If you want to be close to me, be honest with me. Be open with me. Trust me, respect me, love. Tell me why I'm wrong. Criticize me. Fight with me. Get angry at me. I will do the same with you. In fact, I will tell you this--if I have never been mad at you ever in my life, then that means you have never been a close friend because I just didn't care enough about you to get angry at you. (The converse is not true--the fact that I got mad at you doesn't mean that I do feel close to you, since I have a bad habit of arguing with trolls online and getting mad at them.)

So the decision I have made is to limit the amount of time and emotional energy I invest in someone by the level of depth of our friendship. This doesn't mean cutting anyone out of my life. It means I just might spend less time with you if it feels like you aren't emotionally invested in me. I want more close friends. I want people that I can talk to about my personal shit. Someone I can cry with, celebrate with, fight with, make up with. 

And, yes, to me fighting is important--not looking for things to fight about, but the act of not avoiding fights. People don't always agree perfectly on everything, and it's important for each person to say how they feel. Fighting means you care. It means you're passionate about what you believe, and you're emotionally invested in trying to get the other person to see your perspective. If we're close, I want to see your perspective. Show me what you see, let me feel what you feel. I want that. I need more of that in my life. I need people who care--people who care about me and people whom I can care about.

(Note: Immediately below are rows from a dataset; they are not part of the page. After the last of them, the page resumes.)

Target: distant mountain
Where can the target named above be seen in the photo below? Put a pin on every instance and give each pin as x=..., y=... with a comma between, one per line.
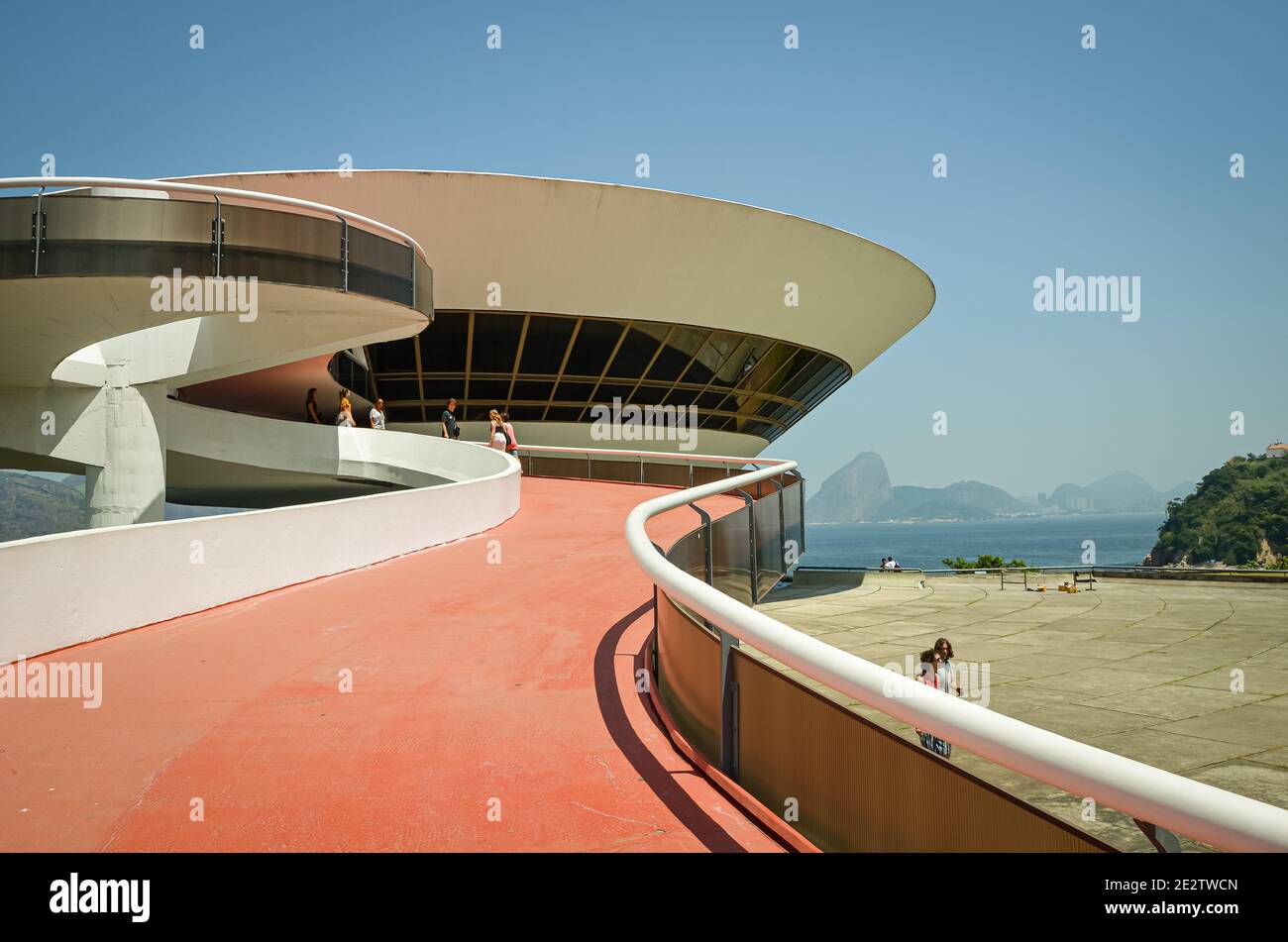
x=33, y=506
x=960, y=501
x=861, y=491
x=1237, y=515
x=1121, y=491
x=851, y=494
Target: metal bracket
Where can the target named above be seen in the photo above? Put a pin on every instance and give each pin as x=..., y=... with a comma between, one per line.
x=754, y=562
x=344, y=253
x=217, y=237
x=782, y=524
x=1162, y=839
x=38, y=232
x=800, y=477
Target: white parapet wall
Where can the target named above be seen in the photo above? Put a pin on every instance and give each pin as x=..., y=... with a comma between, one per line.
x=67, y=588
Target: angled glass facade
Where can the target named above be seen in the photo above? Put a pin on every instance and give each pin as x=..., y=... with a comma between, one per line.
x=554, y=366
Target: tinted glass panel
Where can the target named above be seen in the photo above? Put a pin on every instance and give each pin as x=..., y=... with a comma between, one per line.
x=442, y=344
x=575, y=391
x=532, y=389
x=544, y=348
x=489, y=389
x=558, y=413
x=592, y=347
x=399, y=389
x=496, y=339
x=438, y=391
x=394, y=357
x=634, y=356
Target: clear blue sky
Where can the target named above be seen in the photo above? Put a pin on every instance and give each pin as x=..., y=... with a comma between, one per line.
x=1113, y=161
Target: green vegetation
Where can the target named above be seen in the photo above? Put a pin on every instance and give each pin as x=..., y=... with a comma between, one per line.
x=37, y=506
x=1237, y=516
x=986, y=562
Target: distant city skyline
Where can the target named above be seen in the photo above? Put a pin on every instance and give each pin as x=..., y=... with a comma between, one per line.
x=1107, y=162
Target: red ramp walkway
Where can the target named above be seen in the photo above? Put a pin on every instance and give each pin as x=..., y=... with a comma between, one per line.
x=477, y=686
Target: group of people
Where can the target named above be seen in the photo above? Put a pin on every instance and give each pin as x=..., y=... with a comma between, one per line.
x=936, y=671
x=500, y=431
x=344, y=414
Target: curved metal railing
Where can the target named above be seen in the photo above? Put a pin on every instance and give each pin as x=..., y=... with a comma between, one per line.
x=245, y=233
x=1149, y=794
x=42, y=183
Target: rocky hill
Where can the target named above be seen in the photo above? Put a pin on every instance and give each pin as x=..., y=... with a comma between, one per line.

Physical closeness helps but certainly is not necessary. People who live thousands of miles apart can be really close. I lived a couple thousand miles from my family for a dozen years. I visited every Christmas for the first half of those, and other visits as well. With the exception of my parents, no one in my family came to visit me the whole time I lived far away. That is what I mean to address here. I can't do one-sided relationships any longer. I want close relationships, and to be close that means both parties need to be invested in the other. If I feel that I'm investing a great deal more emotional energy in a relationship than the other person, I will curtail that investment. I need to save my reserves for places where the return on the investment will be greater. Yes, this may sound selfish or self-serving, but I believe that everyone needs to exercise at least some degree of selfishness if they wish to remain mentally healthy long-term.